Since you’re handling two PMA.core instances (PMA.start utilizes a limited of PMA.core, too), it’s a good idea to explicitly mentioned the PMA.core sessionID values as optional arguments in your code (we typically don’t do this when only interacting with a single instance; remember: good programmers are not only lazy but also know when to be):

core.get_directories("C:/", sessionID = sourceSession)
core.get_slides("C:/wsi", sessionID = sourceSession)
core.get_directories("_sys_ref/", sessionID = targetSession)
core.get_slides("_sys_ref/experiment", sessionID = targetSession)

Once you’re assured that your source data is available and your target folder is ready (and doesn’t have the data you’re looking for yet), it’s time to do the actual upload:

core.upload("C:/wsi/OS-3.ndpi", "_sys_ref/experiment", targetSession)

This call is spectacularly unimpressive.
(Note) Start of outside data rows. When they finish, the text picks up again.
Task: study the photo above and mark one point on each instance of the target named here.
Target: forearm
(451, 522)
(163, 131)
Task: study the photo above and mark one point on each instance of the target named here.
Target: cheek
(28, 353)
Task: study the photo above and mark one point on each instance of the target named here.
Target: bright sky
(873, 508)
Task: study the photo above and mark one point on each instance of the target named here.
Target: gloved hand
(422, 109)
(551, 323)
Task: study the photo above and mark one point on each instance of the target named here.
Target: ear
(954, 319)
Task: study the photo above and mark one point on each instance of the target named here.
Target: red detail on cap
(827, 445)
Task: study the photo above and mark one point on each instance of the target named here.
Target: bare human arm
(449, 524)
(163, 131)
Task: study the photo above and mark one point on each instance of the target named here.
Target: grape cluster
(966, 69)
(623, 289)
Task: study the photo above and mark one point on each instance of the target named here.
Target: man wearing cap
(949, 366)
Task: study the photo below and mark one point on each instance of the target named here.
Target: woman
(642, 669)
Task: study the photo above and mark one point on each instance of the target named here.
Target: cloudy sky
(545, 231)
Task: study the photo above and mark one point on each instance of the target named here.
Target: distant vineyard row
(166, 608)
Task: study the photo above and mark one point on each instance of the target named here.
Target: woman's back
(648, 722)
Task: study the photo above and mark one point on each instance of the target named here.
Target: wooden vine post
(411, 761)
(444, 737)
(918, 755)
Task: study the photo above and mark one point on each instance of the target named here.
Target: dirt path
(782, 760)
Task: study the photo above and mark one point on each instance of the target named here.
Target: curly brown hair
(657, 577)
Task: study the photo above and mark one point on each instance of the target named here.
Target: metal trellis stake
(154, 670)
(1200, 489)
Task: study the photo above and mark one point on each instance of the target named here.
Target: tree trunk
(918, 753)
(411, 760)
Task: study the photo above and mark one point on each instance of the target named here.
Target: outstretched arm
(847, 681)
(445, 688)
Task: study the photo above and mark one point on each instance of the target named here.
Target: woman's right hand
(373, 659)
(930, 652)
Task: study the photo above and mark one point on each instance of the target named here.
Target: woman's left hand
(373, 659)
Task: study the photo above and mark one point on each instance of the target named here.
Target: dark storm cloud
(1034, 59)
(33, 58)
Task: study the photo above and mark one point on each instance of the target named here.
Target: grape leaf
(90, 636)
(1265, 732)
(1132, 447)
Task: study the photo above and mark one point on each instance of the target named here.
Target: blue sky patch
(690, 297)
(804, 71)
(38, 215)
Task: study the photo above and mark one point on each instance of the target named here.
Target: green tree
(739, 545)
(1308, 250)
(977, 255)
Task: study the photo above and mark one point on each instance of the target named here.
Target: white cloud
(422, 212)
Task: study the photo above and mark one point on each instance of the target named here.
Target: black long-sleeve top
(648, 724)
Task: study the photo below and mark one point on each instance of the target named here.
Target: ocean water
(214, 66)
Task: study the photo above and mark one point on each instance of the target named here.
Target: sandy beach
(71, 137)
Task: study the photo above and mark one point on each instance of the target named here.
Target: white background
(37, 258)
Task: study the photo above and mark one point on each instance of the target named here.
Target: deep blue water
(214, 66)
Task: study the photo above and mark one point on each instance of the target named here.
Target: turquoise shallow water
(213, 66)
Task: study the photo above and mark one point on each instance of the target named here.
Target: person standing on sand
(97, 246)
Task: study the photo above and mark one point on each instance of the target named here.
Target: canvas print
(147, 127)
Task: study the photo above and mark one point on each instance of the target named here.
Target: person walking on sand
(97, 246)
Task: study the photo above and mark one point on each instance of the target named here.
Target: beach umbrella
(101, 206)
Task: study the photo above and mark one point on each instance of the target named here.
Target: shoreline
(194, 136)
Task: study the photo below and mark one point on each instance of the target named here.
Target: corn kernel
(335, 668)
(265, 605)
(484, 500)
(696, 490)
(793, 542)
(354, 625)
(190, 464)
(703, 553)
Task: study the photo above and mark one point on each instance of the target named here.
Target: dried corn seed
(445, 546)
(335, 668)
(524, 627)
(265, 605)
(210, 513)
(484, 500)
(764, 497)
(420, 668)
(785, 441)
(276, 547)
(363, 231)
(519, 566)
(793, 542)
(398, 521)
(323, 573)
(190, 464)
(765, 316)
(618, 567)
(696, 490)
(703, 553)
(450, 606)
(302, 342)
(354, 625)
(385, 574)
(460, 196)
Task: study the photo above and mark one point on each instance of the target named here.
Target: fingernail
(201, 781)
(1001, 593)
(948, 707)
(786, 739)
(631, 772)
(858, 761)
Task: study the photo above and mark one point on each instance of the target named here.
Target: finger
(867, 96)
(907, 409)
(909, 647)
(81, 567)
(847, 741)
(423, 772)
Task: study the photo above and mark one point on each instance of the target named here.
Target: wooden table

But behind the scenes, it figures out which files belong to the slide, and transfers them one by one to your target destination,. Large files are automatically split in smaller blocks.

And of course this can be made a lot more complex. This is the step where the magic happens: you can build a loop around all the slides found in the source folder, and you can add checks to make sure the target folder is empty to begin with (or at least doesn’t contain the to be transferred slide yet).

Regardless, after the transfer is complete, you want to verify that everything went right.

You instinct probably tells you to compare the ImageInfo objects on both sides:

However, this is not a good idea, as the ImageInfo will actually differ, as it contains a couple of location-dependent and slide-specific criteria as well. Comparing the information then just becomes confusing.

Rather, we recommend that after transferring a slide, you merely pull up the fingerprint for each slide:

core.get_fingerprint('_sys_ref/experiment/OS-3.ndpi', sessionID = targetSession)
core.get_fingerprint('C:/wsi/OS-3.ndpi', sessionID = sourceSession)

Comparing these two strings is a lot easier, whether through visual (interactive) or automated detection:

Which way do I take?

Due to their size and file structure, whole slide images are complicated data-beasts. Wrestling Managing them takes some time and practice.

The Pathomation software platform for digital pathology and virtual microscopy recognizes that both simple and complex slide transfer scenarios emerge from daily practice. Therefore, we offer different tools and routes to efficiently transfer slides, depending on which category of user you fall into and the scenario you with to implement.